I didn't know that, thank you!
Yes, you can and
should.
A good hardware wallet manufacturer will actually advise and instruct its customers how to download the firmware, verify its integrity and flash it. It should also make sure to have
reproducible builds; this means being able to easily check that the firmware download matches the code.
It should also be easily possible to compile it yourself, alternatively.
The guys over at
WalletScrutiny check popular wallets from time to time to see whether their builds (firmware blobs / binaries) match the open-source code. In case someone cannot / doesn't want to do it themselves, and they trust them, that's a good resource.

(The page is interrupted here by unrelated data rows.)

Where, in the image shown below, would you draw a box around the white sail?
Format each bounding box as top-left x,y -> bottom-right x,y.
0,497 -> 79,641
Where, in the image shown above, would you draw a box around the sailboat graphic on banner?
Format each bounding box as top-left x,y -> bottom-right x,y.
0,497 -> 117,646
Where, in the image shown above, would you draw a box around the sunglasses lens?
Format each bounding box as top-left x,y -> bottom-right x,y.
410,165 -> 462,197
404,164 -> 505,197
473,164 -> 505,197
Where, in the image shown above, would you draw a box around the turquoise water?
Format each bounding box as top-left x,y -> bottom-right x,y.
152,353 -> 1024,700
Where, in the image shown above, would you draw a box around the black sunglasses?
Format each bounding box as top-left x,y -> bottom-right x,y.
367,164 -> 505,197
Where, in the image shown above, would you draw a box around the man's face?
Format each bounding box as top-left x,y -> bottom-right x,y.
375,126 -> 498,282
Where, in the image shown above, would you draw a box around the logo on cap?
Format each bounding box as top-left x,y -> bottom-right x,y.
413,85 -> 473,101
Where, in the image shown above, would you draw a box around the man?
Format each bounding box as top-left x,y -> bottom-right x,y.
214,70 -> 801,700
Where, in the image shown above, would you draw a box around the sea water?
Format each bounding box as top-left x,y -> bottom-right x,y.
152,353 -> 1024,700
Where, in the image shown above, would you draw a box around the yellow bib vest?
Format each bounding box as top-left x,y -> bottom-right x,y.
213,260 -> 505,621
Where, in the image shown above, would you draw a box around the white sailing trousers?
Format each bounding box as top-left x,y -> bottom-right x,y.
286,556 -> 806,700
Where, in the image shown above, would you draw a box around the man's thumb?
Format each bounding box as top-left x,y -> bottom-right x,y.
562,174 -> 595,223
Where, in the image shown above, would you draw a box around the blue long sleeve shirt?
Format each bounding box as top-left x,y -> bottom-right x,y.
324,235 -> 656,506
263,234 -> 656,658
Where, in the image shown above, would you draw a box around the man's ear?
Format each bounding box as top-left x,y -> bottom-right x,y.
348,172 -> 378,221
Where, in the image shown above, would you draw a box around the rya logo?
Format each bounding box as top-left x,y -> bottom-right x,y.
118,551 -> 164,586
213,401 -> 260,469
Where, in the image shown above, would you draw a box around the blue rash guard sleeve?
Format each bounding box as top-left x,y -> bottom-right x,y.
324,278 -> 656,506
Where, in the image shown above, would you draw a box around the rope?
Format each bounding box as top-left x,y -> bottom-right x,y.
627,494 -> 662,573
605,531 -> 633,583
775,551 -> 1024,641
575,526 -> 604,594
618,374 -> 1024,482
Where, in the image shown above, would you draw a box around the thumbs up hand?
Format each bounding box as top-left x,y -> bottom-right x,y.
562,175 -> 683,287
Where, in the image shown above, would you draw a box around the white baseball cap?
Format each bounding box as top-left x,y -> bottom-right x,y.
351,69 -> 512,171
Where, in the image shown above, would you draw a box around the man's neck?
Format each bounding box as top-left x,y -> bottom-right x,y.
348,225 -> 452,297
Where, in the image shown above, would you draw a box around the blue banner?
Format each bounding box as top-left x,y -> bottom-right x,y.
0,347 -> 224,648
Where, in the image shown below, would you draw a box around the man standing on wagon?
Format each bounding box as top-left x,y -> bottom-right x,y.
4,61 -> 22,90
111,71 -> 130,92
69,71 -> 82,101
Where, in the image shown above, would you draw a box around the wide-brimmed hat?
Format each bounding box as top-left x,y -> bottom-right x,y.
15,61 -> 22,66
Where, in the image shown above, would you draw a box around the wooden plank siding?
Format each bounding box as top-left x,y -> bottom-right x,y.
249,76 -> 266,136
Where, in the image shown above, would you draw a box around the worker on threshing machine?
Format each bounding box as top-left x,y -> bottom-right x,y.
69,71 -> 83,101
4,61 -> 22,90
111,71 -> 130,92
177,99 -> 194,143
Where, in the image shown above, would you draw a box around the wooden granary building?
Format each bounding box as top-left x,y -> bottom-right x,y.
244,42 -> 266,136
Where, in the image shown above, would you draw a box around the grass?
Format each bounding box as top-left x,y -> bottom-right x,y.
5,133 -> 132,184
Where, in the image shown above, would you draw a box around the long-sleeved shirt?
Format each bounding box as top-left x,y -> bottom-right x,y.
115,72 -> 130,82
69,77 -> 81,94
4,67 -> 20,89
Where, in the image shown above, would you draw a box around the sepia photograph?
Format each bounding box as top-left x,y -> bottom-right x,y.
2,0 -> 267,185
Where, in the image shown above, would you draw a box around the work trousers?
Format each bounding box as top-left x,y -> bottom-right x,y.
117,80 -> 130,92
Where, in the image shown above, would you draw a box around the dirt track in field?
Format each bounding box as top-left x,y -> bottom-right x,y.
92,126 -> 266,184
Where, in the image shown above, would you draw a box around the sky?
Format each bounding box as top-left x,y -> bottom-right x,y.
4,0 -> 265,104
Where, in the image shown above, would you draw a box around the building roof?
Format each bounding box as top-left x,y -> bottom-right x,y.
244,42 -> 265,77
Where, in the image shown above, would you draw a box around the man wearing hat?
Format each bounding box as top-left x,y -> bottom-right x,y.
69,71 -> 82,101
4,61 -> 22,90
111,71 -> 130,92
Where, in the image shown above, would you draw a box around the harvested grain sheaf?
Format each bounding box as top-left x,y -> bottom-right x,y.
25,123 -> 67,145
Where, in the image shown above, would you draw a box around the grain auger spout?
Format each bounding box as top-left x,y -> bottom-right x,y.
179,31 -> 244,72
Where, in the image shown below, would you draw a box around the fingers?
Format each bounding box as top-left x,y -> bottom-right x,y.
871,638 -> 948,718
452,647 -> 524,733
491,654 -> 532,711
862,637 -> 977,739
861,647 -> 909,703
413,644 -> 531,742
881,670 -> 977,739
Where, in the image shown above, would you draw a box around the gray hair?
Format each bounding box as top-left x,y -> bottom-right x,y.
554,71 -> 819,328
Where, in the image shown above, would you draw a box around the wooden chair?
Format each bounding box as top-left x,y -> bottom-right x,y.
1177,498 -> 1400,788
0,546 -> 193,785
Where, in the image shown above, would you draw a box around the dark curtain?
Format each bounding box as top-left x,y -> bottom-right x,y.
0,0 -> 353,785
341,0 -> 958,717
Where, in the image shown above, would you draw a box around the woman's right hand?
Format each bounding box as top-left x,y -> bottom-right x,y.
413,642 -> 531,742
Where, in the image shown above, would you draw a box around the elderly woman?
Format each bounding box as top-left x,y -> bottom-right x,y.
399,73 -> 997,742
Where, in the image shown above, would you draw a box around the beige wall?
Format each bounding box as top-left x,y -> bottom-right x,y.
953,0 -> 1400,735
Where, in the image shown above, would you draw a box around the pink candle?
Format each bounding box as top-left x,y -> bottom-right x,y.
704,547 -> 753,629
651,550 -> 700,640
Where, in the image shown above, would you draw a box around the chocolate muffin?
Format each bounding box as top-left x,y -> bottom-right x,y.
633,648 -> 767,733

I can't access that website, seems it's down due to a DMCA takedown notice. But I found
a good guide on Reddit.
Honestly I find it downright malicious that Ledger's defensive message control boils down to lying about the current state of the hardware wallet ecosystem (ie. claiming that consumers always have to trust hardware wallet manufacturers while that's decidedly not the case). They are trying to normalize bad practices in terms of both security and privacy, making them the very antithesis of what one should expect from a hardware wallet company.
I really suggest you to watch
podcast with Pascal Gauthier, the CEO of Ledger. Pascal Gauthier basically says that 99% of people can't check and analyze open-source code and they have to trust other guys, so he sees no point in it. Also, he says that crypto users think that KYC procedure is a very normal procedure and almost 95-99% of people have already done KYC on crypto exchanges or in other services.
Basically, he says that people in crypto world have accepted KYC and it's a normal here.